RBS and Bank of China launch high-end business
By Andrew Yeh in Beijing and Florian Gimbel in Hong Kong
Wednesday, March 21, 2007, FT
Royal Bank of Scotland and Bank of China, the country's second-biggest lender, yesterday launched a private banking business targeting rich Chinese with more than $1m to invest.
Sir Fred Goodwin, RBS chief executive, suggested that China may eventually become one of its most important private banking markets.
“We have an extremely successful business [in the UK] servicing the high-end elites,” Sir Fred said in Beijing. “It doesn't seem to me very difficult to believe that there's a much, much larger opportunity here in China . . . this is a service which people want.”
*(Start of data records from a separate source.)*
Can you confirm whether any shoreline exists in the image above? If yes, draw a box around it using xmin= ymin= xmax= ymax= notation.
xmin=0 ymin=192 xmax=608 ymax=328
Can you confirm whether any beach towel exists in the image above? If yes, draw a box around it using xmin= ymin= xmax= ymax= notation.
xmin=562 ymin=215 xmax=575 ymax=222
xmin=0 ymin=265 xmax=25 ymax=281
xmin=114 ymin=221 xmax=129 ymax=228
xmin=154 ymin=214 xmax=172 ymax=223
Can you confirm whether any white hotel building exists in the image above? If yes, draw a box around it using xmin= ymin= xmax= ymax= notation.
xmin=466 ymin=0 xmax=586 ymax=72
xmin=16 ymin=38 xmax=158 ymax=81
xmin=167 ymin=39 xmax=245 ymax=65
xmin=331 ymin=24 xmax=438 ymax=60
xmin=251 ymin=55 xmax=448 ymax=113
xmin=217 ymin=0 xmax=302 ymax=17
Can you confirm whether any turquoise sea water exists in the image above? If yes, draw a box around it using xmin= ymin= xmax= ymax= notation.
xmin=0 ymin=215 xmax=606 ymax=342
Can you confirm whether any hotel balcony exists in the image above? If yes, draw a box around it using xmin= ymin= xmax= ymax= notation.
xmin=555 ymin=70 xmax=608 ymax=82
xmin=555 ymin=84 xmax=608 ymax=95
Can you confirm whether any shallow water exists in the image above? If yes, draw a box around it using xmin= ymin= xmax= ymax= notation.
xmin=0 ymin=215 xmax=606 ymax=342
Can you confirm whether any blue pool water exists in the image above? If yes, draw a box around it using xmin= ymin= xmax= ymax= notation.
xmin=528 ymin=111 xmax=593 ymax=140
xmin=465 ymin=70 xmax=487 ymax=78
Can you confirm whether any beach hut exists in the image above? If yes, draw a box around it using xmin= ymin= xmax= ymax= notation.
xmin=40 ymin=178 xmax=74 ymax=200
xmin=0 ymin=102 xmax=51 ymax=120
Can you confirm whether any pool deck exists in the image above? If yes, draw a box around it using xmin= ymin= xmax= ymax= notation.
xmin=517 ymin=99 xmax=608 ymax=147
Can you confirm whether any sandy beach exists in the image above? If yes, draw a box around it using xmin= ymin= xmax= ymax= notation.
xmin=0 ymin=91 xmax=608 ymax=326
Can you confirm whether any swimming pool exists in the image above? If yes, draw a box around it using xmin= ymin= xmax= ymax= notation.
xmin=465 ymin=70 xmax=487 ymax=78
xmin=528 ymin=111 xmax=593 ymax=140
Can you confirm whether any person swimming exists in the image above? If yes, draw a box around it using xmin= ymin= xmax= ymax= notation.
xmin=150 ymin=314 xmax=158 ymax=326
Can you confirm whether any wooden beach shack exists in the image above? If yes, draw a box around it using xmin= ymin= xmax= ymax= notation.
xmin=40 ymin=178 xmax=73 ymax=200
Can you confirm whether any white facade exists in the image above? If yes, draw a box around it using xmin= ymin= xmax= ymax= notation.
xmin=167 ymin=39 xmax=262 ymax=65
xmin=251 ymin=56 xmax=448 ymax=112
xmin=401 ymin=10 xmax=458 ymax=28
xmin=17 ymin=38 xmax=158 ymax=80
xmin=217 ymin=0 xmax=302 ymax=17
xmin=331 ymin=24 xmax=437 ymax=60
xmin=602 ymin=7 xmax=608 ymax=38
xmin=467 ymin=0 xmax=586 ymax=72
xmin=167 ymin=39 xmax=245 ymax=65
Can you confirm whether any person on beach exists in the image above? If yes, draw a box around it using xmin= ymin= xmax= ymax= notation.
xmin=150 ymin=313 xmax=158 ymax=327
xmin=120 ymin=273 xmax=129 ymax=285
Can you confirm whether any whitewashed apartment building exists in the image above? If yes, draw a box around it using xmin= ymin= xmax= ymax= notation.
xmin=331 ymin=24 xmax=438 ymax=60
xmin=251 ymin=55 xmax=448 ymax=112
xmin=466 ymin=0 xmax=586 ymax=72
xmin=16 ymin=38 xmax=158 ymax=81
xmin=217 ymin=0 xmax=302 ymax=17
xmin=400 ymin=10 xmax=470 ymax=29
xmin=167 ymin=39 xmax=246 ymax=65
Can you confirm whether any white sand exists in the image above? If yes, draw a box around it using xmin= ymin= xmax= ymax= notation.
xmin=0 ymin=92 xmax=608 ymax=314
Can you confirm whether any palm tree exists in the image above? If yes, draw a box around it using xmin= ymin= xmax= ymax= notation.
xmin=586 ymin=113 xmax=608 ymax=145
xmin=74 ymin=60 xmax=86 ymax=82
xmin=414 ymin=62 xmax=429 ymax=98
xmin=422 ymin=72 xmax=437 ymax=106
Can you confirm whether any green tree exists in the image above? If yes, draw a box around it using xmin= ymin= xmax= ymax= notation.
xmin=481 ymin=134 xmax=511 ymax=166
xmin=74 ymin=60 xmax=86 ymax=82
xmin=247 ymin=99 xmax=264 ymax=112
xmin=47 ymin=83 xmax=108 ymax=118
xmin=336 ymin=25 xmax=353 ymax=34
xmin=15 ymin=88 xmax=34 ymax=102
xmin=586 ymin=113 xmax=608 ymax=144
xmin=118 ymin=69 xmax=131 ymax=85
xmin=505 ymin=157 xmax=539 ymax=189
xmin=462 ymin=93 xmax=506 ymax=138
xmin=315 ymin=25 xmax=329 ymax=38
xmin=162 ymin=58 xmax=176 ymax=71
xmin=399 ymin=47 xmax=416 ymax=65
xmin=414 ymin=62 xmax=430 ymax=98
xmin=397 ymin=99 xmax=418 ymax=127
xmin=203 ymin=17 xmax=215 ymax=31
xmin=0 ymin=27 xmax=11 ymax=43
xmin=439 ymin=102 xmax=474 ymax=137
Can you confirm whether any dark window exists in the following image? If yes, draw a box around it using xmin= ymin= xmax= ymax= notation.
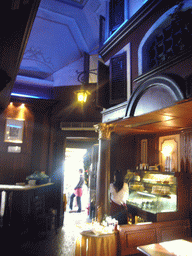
xmin=109 ymin=0 xmax=124 ymax=35
xmin=110 ymin=52 xmax=127 ymax=104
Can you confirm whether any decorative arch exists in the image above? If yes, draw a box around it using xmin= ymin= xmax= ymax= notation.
xmin=125 ymin=75 xmax=185 ymax=117
xmin=138 ymin=0 xmax=192 ymax=75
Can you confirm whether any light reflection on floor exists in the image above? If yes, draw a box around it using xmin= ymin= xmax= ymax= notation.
xmin=62 ymin=211 xmax=90 ymax=256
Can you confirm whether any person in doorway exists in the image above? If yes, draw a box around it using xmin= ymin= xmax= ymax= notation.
xmin=69 ymin=169 xmax=84 ymax=212
xmin=110 ymin=170 xmax=129 ymax=225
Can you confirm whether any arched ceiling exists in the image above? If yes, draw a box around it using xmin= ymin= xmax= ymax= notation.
xmin=16 ymin=0 xmax=106 ymax=87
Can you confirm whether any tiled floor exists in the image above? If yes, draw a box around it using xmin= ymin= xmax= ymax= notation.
xmin=1 ymin=211 xmax=90 ymax=256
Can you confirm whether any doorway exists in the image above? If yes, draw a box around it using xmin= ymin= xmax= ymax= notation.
xmin=64 ymin=148 xmax=89 ymax=211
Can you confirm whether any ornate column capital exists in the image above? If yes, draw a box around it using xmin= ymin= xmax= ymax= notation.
xmin=94 ymin=123 xmax=114 ymax=140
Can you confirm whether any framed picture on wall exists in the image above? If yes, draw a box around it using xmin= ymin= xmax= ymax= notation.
xmin=4 ymin=119 xmax=24 ymax=143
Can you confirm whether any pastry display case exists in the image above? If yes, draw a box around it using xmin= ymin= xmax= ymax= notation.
xmin=127 ymin=171 xmax=178 ymax=221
The performance of the new joint venture will depend largely on how well UK-style banking options are promoted to existing BoC clients and how quickly new clients are added.
Its first two branches will be in Beijing and Shanghai.
Sir Fred said the existing private client base at BoC, coupled with RBS's experience in global private banking, put the joint venture in an “unrivalled” position. Financial details were not announced.
Li Lihui, BoC president, cited a Merrill Lynch/Capgemini survey last year that found there were 320,000 high net worth individuals – those with more than $1m in financial assets – in China in 2005.
“This will steadily increase,” he predicted.
Mr Li added that the country's fast growth and continuing reforms, especially the recent passage of a landmark property law, would make it easier for Chinese to create and retain wealth.
Large domestic banks such as BoC, in which RBS holds a 4 per cent stake, have been eager to diversify their product offerings while adopting more international know-how.
Mercer Oliver Wyman, the consultant, concluded in a recent report that China will account for a tenth of the total rise in global personal financial assets between now and 2015 and had already become the second-largest wealth management market in Asia after Japan.